Venture capitalists are flush and looking for deals among U.S. startups.

Nontraditional investors like hedge funds and sovereign-wealth funds are competing for equity in startup companies, and that’s helping spur the market, The Financial Times reported.

“For the best companies, the money spigot is wide open,” Mark Goldberg, a San Francisco-based partner at Index Ventures, told the FT. He said that funding rounds larger than $100 million typically are receiving twice as much money from investors than the companies are willing to accept.

The Prime Unicorn Index, which tracks the valuations of privately held startup companies’ valued at $500 million or more, had a 58% return in 2019, the best performance in five years, according to its fourth-quarter report. The index was created in 2017 but the historical returns have been calculated to gauge performance.

Examples of companies being showered with venture-capital funds include Chime, a U.S. digital bank, which was offered $1.8 billion from investors when it was seeking to raise $500 million in December, the FT said, citing an unidentified person with direct knowledge of the process. The company’s valuation had already quadrupled in nine months.

“For the best companies, the money spigot is wide open.”

Another is analytics company Databricks, whose CEO Ali Ghodsi, told the newspaper he received $900 million in investor interest in October before accepting $400 million. Investors more than doubled its agreed valuation in less than a year, to $6.2 billion, the FT said.
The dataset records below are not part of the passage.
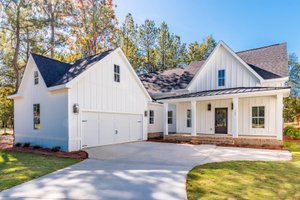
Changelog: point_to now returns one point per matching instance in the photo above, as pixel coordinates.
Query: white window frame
(151, 117)
(218, 78)
(188, 118)
(36, 117)
(258, 117)
(36, 77)
(117, 73)
(170, 118)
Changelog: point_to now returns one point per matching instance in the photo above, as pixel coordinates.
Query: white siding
(97, 91)
(54, 113)
(157, 127)
(236, 75)
(245, 124)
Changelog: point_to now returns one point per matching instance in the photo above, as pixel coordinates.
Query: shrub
(26, 144)
(292, 132)
(18, 144)
(55, 149)
(37, 147)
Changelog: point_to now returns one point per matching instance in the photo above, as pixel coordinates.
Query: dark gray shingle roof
(224, 92)
(56, 73)
(269, 62)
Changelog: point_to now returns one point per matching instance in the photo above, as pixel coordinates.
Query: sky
(241, 24)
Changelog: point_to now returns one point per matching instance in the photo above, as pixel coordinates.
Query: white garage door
(106, 128)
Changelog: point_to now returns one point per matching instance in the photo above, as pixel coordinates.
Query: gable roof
(55, 72)
(261, 60)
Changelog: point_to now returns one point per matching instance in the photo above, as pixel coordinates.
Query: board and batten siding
(97, 91)
(53, 113)
(236, 74)
(157, 127)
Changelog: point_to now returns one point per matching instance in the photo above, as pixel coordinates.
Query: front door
(221, 120)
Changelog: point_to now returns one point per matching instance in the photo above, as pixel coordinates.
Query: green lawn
(16, 168)
(247, 179)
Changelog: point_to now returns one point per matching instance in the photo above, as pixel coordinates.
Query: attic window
(36, 78)
(117, 73)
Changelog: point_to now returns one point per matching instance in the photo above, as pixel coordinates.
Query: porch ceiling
(226, 93)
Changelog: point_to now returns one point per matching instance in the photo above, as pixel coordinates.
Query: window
(221, 77)
(36, 116)
(36, 78)
(151, 117)
(258, 117)
(188, 118)
(170, 117)
(117, 73)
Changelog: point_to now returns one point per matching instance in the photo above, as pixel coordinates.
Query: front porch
(239, 114)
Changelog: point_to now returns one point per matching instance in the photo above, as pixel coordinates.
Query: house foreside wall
(236, 75)
(97, 91)
(53, 113)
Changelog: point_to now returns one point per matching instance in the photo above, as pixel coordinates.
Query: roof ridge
(50, 58)
(252, 49)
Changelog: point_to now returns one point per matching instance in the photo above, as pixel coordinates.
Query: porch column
(235, 117)
(165, 119)
(194, 117)
(279, 116)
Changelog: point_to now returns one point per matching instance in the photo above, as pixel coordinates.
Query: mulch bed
(223, 145)
(6, 143)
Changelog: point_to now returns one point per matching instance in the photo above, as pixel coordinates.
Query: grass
(16, 167)
(247, 179)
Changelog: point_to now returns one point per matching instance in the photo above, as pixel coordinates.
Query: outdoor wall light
(76, 108)
(209, 107)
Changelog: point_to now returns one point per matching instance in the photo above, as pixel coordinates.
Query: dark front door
(221, 120)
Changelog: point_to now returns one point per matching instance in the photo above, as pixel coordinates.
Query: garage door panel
(108, 128)
(107, 133)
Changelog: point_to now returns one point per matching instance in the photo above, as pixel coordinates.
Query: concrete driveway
(140, 170)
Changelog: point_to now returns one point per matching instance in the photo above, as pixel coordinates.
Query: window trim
(188, 119)
(258, 117)
(221, 78)
(36, 77)
(170, 118)
(36, 116)
(117, 73)
(151, 117)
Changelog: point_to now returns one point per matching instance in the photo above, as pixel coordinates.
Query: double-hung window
(36, 116)
(170, 117)
(151, 117)
(188, 118)
(258, 117)
(36, 77)
(117, 73)
(221, 77)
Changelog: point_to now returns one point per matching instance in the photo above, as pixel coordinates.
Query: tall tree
(147, 38)
(54, 13)
(93, 26)
(200, 51)
(164, 47)
(294, 75)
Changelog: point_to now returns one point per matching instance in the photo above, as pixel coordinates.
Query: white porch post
(194, 117)
(235, 117)
(279, 116)
(165, 119)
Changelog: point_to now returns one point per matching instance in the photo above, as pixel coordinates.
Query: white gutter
(285, 93)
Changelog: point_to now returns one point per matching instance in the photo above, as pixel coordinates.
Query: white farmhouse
(100, 100)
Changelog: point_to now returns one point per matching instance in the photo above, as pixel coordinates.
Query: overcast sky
(242, 24)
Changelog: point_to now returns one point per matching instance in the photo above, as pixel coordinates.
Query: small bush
(37, 147)
(26, 144)
(18, 144)
(292, 132)
(55, 149)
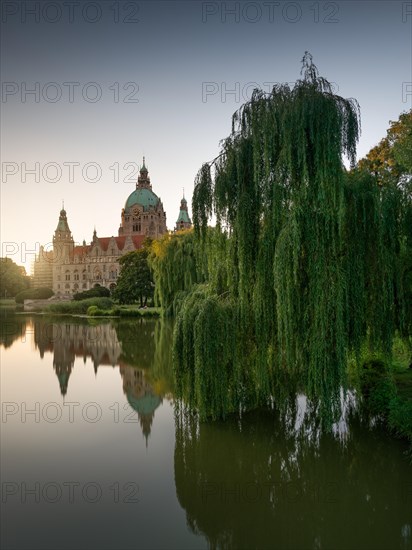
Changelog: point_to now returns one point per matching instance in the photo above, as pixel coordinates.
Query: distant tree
(13, 278)
(135, 282)
(391, 160)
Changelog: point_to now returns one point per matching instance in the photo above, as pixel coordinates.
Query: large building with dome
(70, 268)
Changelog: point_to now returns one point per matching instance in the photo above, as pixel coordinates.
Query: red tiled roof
(120, 241)
(80, 250)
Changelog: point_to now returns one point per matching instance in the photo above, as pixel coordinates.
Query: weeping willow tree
(177, 265)
(310, 257)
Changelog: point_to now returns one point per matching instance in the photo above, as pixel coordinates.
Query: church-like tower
(63, 243)
(143, 213)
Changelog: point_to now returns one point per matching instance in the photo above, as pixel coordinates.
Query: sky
(89, 88)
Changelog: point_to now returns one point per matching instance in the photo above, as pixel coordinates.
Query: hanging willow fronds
(311, 255)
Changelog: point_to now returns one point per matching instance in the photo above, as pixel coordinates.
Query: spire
(143, 181)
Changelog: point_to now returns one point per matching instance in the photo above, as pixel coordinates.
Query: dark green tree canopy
(135, 282)
(310, 257)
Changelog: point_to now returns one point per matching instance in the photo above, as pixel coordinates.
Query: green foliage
(13, 278)
(34, 294)
(135, 282)
(177, 265)
(95, 292)
(304, 265)
(400, 418)
(81, 306)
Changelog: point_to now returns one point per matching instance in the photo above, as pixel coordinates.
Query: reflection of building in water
(140, 396)
(68, 341)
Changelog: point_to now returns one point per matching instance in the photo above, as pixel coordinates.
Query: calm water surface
(96, 454)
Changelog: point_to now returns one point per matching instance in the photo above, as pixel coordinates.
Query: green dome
(183, 217)
(144, 197)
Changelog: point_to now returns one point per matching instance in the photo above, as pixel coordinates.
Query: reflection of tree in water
(141, 349)
(137, 341)
(254, 484)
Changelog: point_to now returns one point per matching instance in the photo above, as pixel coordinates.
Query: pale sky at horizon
(189, 65)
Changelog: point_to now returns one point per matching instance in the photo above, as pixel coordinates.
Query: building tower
(183, 221)
(143, 212)
(63, 246)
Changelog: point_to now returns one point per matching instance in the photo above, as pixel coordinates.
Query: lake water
(96, 453)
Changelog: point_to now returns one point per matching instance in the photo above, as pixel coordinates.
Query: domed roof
(143, 197)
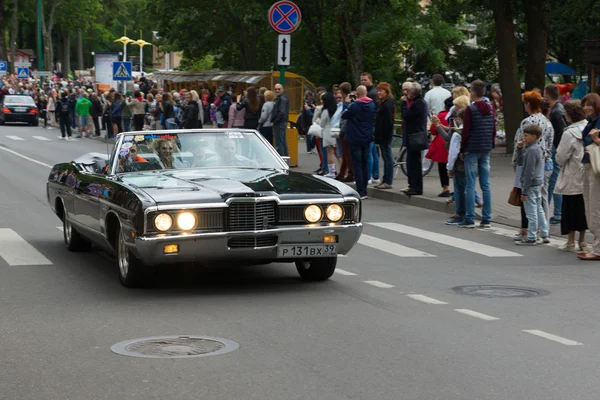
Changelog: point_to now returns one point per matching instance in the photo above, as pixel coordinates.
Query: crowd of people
(350, 128)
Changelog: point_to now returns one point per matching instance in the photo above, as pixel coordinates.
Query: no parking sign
(284, 17)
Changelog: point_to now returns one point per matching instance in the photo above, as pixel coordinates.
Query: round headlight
(163, 222)
(186, 221)
(313, 213)
(334, 212)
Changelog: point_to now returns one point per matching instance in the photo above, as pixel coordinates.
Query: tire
(132, 272)
(401, 159)
(316, 269)
(73, 240)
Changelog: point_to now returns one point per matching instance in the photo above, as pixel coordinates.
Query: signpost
(23, 73)
(284, 43)
(122, 71)
(284, 17)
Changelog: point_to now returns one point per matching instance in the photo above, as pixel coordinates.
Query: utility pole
(39, 41)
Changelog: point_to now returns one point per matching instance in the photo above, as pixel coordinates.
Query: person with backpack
(82, 108)
(63, 109)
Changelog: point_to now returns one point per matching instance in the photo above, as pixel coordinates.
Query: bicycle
(400, 161)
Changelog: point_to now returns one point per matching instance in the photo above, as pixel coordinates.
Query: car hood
(210, 185)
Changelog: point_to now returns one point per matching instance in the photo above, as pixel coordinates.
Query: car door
(87, 198)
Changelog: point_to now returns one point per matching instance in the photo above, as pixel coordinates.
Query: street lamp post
(125, 40)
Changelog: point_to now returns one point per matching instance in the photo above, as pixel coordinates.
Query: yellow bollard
(291, 136)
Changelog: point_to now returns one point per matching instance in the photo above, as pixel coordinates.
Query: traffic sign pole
(284, 17)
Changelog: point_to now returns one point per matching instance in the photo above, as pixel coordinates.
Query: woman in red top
(438, 150)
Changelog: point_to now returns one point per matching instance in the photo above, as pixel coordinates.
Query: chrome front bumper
(215, 246)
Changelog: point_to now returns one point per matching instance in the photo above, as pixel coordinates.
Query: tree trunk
(353, 42)
(80, 62)
(506, 42)
(66, 54)
(2, 32)
(47, 27)
(13, 35)
(536, 14)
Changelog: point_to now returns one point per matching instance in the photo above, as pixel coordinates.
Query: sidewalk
(501, 179)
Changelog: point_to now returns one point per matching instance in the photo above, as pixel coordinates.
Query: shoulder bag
(514, 199)
(418, 141)
(594, 152)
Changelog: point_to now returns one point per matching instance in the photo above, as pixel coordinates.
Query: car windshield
(205, 149)
(19, 100)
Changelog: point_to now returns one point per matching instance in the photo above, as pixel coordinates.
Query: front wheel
(316, 269)
(132, 272)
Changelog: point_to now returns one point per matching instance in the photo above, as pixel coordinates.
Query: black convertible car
(202, 196)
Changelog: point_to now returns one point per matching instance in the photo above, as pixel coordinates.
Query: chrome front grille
(252, 242)
(251, 216)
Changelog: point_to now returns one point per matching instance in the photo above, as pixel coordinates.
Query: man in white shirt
(437, 95)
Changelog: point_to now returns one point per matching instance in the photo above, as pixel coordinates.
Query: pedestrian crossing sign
(23, 73)
(122, 71)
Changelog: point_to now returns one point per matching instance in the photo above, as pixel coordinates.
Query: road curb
(431, 204)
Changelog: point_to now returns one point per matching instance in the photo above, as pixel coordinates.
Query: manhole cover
(174, 347)
(499, 291)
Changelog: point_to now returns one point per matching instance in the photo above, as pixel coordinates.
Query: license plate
(302, 251)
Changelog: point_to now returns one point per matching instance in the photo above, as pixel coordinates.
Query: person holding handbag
(569, 183)
(591, 182)
(384, 129)
(414, 126)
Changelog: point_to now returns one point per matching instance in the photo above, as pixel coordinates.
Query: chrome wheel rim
(123, 256)
(68, 229)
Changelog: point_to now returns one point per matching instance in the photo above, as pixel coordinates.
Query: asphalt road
(387, 326)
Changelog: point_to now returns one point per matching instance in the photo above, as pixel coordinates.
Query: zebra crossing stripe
(466, 245)
(391, 247)
(17, 251)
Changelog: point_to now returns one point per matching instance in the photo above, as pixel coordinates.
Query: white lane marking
(17, 251)
(475, 314)
(549, 336)
(425, 299)
(462, 244)
(25, 157)
(379, 284)
(391, 247)
(554, 242)
(344, 272)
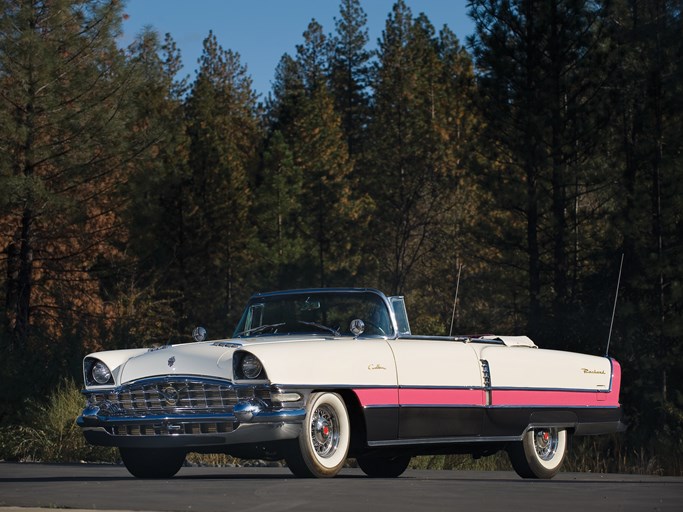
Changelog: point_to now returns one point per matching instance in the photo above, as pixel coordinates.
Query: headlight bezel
(249, 367)
(105, 376)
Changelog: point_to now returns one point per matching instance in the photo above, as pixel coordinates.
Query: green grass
(49, 432)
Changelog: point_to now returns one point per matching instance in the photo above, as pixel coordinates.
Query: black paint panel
(419, 422)
(423, 423)
(381, 423)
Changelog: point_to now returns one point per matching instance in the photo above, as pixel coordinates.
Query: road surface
(214, 489)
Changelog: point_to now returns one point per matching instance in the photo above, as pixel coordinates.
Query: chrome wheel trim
(324, 431)
(546, 443)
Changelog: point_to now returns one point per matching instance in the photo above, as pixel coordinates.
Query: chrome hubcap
(325, 431)
(545, 442)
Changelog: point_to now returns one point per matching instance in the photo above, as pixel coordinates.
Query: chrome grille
(172, 396)
(165, 428)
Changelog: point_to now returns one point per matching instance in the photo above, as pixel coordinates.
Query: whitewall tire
(323, 445)
(540, 454)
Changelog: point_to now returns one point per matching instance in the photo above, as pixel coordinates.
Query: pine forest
(523, 164)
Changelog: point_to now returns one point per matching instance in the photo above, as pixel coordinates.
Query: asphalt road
(109, 487)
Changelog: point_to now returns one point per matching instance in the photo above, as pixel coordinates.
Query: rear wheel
(383, 467)
(152, 462)
(540, 453)
(321, 449)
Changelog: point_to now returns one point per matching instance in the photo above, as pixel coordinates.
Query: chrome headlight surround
(248, 367)
(96, 373)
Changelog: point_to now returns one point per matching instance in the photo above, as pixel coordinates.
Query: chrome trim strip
(445, 440)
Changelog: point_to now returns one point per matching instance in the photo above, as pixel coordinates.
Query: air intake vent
(486, 372)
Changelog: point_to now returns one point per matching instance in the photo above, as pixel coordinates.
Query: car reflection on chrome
(320, 375)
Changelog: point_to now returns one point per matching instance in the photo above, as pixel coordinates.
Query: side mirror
(199, 334)
(357, 327)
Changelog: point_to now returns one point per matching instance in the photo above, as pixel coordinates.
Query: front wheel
(152, 462)
(321, 449)
(540, 453)
(383, 467)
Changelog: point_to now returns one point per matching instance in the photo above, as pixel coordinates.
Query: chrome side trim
(445, 440)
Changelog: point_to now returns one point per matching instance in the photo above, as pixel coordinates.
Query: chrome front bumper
(138, 415)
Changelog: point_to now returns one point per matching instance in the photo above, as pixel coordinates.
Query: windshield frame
(258, 301)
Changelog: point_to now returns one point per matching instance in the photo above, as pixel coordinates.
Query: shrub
(50, 433)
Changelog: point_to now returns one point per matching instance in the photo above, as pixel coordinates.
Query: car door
(441, 391)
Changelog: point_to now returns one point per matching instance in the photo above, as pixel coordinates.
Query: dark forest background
(135, 204)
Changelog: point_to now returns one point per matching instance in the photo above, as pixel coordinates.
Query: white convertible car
(316, 376)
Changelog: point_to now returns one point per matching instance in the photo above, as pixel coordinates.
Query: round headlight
(101, 373)
(251, 367)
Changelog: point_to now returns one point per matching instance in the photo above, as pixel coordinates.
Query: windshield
(327, 313)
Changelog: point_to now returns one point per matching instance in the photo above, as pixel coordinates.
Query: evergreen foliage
(135, 204)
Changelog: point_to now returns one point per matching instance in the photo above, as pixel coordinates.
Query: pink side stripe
(377, 396)
(442, 397)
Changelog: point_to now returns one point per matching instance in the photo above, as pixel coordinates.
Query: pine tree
(542, 76)
(224, 136)
(67, 142)
(413, 160)
(349, 72)
(150, 305)
(647, 148)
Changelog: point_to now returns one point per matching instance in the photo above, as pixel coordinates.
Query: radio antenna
(455, 300)
(614, 309)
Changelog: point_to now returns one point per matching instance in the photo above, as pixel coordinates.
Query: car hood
(206, 359)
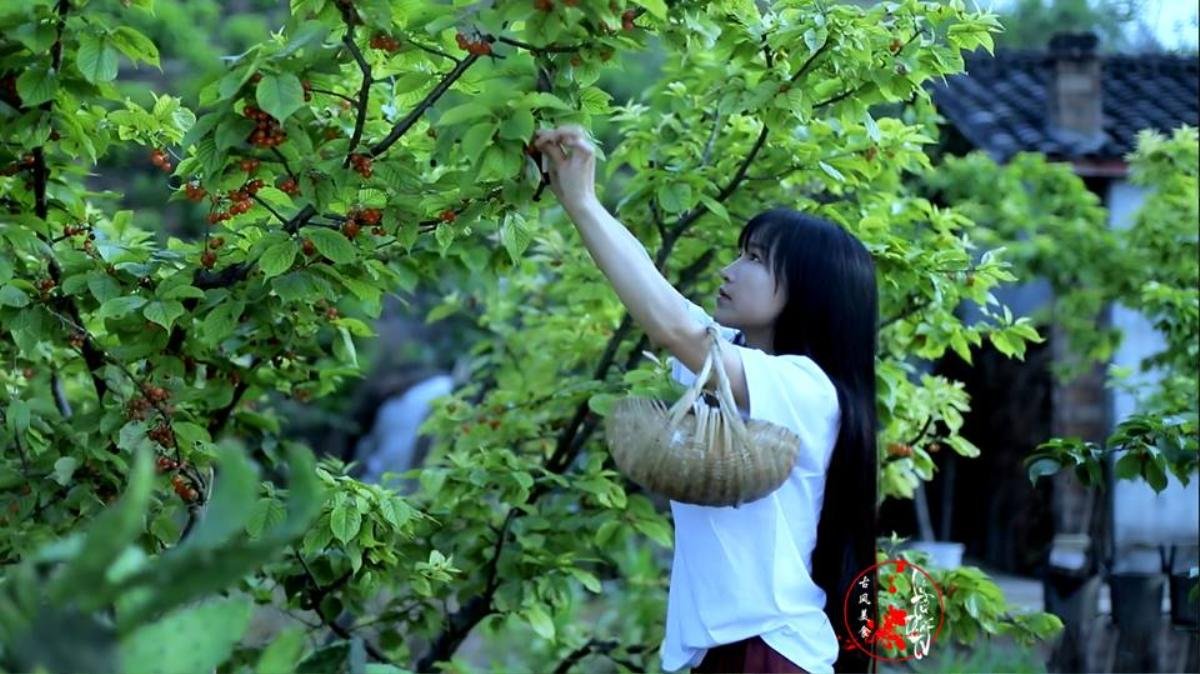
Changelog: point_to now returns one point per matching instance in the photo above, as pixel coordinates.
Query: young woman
(761, 587)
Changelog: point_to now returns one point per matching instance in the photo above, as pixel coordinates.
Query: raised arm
(653, 302)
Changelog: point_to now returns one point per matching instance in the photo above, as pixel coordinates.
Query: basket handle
(684, 403)
(724, 391)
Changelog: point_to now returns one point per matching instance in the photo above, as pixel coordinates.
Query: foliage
(370, 146)
(1057, 230)
(94, 601)
(973, 606)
  • Pitchbook data from September show that nontraditional venture-capital investors participated in $43.5 billion in financing in 2018 and were on track to increase that amount in 2019. 
  • The surge in venture-capital funding comes despite disappointments last year in high-profile startups including Uber and WeWork. Both companies remain unprofitable.
  • SoftBank in November tightened the reins on startup founders after taking huge losses from WeWork.
  • Female founders are likely to receive more venture capital funding in the 2020s, surpassing a record set in 2019, Forbes reported last week.